<h2><center>Week 3 - Assignment</center></h2>
<h3><center>Programming for Data Science 2024</center></h3>

Exercises for the topics covered in the third lecture.

The exercise will be marked as passed if you get **at least 10/15** points.

Exercises must be handed in via **ILIAS** (Homework assignments). Deliver your submission as a compressed file (zip) containing one .py or .ipynb file with all exercises. The name of both the .zip and the .py/.ipynb file must be *SurnameName* of the two members of the group. Example: Riccardo Cusinato + Athina Tzovara = *CusinatoRiccardo_TzovaraAthina.zip* .

It's important to use comments to explain your code and show that you're able to take ownership of the exercises and discuss them.

You are not expected to collaborate outside of the group on exercises and submitting other groups’ code as your own will result in 0 points.

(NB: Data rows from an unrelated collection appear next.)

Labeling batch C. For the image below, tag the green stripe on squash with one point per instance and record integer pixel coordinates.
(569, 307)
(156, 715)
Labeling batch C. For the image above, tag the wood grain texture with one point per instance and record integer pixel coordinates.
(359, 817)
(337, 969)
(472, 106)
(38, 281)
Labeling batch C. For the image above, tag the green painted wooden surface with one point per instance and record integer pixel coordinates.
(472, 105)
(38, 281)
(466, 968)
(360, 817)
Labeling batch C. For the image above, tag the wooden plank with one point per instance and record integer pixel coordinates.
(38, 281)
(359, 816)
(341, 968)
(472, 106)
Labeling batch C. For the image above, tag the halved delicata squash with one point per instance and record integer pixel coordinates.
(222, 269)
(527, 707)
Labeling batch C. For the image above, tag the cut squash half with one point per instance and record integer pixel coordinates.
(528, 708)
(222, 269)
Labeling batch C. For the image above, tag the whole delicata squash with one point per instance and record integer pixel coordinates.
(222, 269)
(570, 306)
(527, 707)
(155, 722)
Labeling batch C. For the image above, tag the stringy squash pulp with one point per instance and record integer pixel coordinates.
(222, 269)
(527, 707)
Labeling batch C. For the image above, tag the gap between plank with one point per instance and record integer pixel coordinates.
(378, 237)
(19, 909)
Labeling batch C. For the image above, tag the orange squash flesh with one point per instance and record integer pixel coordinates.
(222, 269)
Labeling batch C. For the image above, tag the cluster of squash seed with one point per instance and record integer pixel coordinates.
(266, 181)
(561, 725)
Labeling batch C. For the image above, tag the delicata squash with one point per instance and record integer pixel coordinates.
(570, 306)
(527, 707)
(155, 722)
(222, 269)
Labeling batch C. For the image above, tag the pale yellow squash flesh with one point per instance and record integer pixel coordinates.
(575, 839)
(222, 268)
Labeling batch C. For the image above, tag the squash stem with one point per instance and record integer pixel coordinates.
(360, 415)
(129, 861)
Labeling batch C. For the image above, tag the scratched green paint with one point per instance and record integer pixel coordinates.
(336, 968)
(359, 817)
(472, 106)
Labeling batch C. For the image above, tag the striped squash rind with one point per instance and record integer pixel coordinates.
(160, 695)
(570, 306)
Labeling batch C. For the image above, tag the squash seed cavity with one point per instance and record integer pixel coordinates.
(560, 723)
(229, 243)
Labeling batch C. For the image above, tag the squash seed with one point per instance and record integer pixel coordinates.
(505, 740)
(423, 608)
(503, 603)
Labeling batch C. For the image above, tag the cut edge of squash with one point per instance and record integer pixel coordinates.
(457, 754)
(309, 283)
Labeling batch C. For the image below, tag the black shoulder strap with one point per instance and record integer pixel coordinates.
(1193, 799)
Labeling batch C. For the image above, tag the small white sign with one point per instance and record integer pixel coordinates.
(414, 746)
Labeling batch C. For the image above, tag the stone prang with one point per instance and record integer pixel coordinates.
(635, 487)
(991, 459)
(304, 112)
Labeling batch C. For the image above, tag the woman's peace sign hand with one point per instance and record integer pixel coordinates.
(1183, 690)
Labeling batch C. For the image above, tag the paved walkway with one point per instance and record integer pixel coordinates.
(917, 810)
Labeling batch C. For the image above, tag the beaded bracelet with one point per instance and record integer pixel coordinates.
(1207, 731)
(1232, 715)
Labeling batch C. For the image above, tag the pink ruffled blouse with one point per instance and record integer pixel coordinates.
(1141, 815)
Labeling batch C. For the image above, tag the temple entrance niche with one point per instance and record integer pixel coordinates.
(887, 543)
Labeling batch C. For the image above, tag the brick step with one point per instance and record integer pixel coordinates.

For questions contact: *riccardo.cusinato@unibe.ch* with the subject: *Programming for Data Science 2024*.

**Deadline: 14:00, March 14, 2024.**

<h3 style="text-align:left;">Exercise 1 - Error investigation<span style="float: right">2 points</span></h3>

The code below squares and sums the numbers in the array *arr*, and holds the result in the variable *squared_sum*, which should be 1135. However, that is not the case. Correct the code and explain in a comment , clearly and amply, what was wrong.

In [74]:
import numpy as np

arr = np.array([13, 14, 15, 16, 17], dtype=np.int16)
squared_sum = np.sum(arr ** 2)
squared_sum

1135

In [75]:
###
# Correction: changed dtype from int8 to int16 (min = −32'768, max = 32'767 )
# In Numpy integers have fixed size. The datatype int8 can only store 8 bits. 8 bits can only store integers from -128 
# until 127. So 1135 is to big to be stored in this datatype and it will lead to an overflow.
###
print(np.iinfo(np.int8))
print(np.iinfo(np.int16))


Machine parameters for int8
---------------------------------------------------------------
min = -128
max = 127
---------------------------------------------------------------

Machine parameters for int16
---------------------------------------------------------------
min = -32768
max = 32767
---------------------------------------------------------------


<h3 style="text-align:left;">Exercise 2 - Vacation selector<span style="float: right">3 points</span></h3>

The code below defines five vacation destinations (*locations*) and four attributes for each (*attributes*). Each row describes one destination, and the columns represent scores on the factors scenery, activities, food, and nightlife.

Write a function *vacation_advisor* that asks the user whether they find each of the attributes important or not, and suggests the best vacation spot based on these preferences.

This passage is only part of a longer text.